If we thought in 100D, we might have a better sense for it, because we'd be able to see a hundred of them.
Hypervolume grows exponentially.
One way to get a really rough idea is to try and control each and every joint individually.
Close your eyes and try to imagine that each joint, each muscle is a dimension along which you can move (by moving it), and your posture at any given moment is a point in that space. When you move, you make a line through it. Don't picture it, just feel it.
What is the shape of that space?
You can get an idea of what exponential growth is like by exploring how the shape of that space changes as you add more and more things you're controlling.
> ... In the case of a discrete domain of definition with equal intervals, it is also called geometric growth or geometric decay, the function values forming a geometric progression. ...
That is growing exponentially with number of dimensions. The earlier post assumed fixed but large number of dimensions and varying linear size, so that would just be a power law.
Oh oops, you’re totally correct that geometric growth is a synonym for exponential growth. I don’t know what I was thinking, but I may have been confused by the fact that volume grows polynomially faster than surface area for any fixed n dimensions (I now fear I may also be incorrect about this claim, although I’m confident it’s true for n=3).
Still, geometric growth is exponential in n when n is the number of dimensions, which isn’t really the n we were talking about in this context.
An interesting way to look at human thinking patterns. Is there any book on it?
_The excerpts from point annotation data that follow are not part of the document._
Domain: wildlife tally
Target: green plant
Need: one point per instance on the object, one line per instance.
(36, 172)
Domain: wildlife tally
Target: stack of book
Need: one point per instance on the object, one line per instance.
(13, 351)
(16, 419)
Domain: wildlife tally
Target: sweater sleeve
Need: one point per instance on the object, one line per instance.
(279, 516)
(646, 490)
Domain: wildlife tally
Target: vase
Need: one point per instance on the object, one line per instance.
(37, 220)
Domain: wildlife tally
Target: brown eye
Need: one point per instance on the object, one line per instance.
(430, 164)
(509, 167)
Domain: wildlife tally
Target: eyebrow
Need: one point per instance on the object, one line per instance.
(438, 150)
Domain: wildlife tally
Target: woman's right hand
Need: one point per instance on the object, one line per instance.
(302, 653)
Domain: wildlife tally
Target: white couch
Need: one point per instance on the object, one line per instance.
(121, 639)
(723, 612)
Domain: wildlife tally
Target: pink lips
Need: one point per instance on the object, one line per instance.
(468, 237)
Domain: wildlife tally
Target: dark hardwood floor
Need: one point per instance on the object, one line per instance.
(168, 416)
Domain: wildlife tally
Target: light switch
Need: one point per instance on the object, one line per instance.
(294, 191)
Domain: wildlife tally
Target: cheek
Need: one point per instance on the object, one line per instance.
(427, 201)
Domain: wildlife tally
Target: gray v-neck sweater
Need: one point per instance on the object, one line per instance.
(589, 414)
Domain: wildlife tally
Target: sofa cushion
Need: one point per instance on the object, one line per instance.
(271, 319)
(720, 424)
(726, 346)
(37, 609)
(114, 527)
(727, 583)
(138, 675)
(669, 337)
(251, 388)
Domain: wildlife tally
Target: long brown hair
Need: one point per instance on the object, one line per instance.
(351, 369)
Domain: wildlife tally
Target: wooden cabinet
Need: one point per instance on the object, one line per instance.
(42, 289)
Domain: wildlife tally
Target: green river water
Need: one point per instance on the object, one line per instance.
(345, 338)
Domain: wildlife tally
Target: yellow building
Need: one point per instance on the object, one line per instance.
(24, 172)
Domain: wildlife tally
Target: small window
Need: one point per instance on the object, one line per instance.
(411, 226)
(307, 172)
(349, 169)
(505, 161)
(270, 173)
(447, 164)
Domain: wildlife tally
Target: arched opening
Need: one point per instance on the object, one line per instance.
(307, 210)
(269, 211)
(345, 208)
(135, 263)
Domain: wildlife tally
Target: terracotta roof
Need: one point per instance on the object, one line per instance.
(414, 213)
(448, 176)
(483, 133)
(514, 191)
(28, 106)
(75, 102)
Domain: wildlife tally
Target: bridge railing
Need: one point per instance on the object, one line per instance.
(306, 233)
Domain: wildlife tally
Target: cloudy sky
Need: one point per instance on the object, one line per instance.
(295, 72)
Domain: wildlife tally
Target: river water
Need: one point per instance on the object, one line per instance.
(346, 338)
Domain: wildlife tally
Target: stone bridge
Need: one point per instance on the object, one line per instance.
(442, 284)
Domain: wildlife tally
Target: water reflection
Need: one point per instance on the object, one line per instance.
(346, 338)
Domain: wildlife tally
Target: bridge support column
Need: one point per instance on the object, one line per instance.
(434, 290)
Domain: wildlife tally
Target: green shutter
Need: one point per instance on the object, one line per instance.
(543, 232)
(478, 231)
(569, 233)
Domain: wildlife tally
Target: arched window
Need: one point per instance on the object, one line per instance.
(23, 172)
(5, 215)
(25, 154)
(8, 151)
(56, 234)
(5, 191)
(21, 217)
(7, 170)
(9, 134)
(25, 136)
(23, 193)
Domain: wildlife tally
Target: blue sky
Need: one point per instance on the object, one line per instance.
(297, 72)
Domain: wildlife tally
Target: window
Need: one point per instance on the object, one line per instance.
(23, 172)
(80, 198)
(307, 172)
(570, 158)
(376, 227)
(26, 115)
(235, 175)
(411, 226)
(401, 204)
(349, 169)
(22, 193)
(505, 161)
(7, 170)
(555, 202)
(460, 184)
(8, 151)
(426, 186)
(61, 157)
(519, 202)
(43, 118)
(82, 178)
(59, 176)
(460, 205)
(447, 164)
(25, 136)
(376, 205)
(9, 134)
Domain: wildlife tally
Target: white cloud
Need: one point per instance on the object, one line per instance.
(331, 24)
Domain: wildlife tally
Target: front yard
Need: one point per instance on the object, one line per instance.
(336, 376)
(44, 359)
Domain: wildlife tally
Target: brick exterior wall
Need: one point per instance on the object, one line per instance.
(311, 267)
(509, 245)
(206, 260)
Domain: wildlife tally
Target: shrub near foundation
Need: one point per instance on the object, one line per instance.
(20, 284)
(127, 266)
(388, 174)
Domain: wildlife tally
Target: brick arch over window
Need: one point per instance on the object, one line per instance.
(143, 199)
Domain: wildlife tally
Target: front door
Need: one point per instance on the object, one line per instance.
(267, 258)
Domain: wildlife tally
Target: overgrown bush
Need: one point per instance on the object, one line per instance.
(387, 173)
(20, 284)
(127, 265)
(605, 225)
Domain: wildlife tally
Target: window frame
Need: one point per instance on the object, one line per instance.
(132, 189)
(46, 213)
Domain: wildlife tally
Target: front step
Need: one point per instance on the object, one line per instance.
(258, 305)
I never completely figured out Aikido with it’s joint locks and levers. Maybe talented aikidokas have a grater capacity to visualize/fill this type of activity?
(Aikido SanDan, ~28 years of practice, still going to the dojo 3 times a week).
Interesting point, but I don’t think Aikidoka have any special talent for that: we use a small number of techniques and what changes is the way you use them in response to different attacks/holds.
Also, you tend to work on your specific Ryu (school) technicsl curriculum and nobody goes around “inventing” new locks.
(Some argue that Aikido is not really adapting to modern world nor cross-pollinating with other martial arts due to -arguably excessive - reverence for tradition).
Honestly, it's just a mash-up of a few Buddhist ideas and a few math ideas:
You can model what you're doing as a phase space, which is the product space of the state of each thing you control. This generally has a lot more dimensions than three. (You see this in robotics; a 5-axis CNC has a 5 dimensional phase space for position (5 axes of motion), plus a few more dimensions for things like speed and coolant flow.)
That mashed up with the meditation idea of starting with your focus on something really small -- the soles of your feet, for instance -- and drawing it up your body until you can feel all of it.
If you do the two, you can slowly draw yourself into awareness of higher and higher dimensional phase spaces, which shows you a curve of exponential growth.
Well, okay -- I also followed Terry Tao's excellent advice on dealing with higher dimensions, to stop trying to picture math and start trying to find systems that expressed it in what they did. You can often get a feel for a system doing something more complex than what you can directly picture.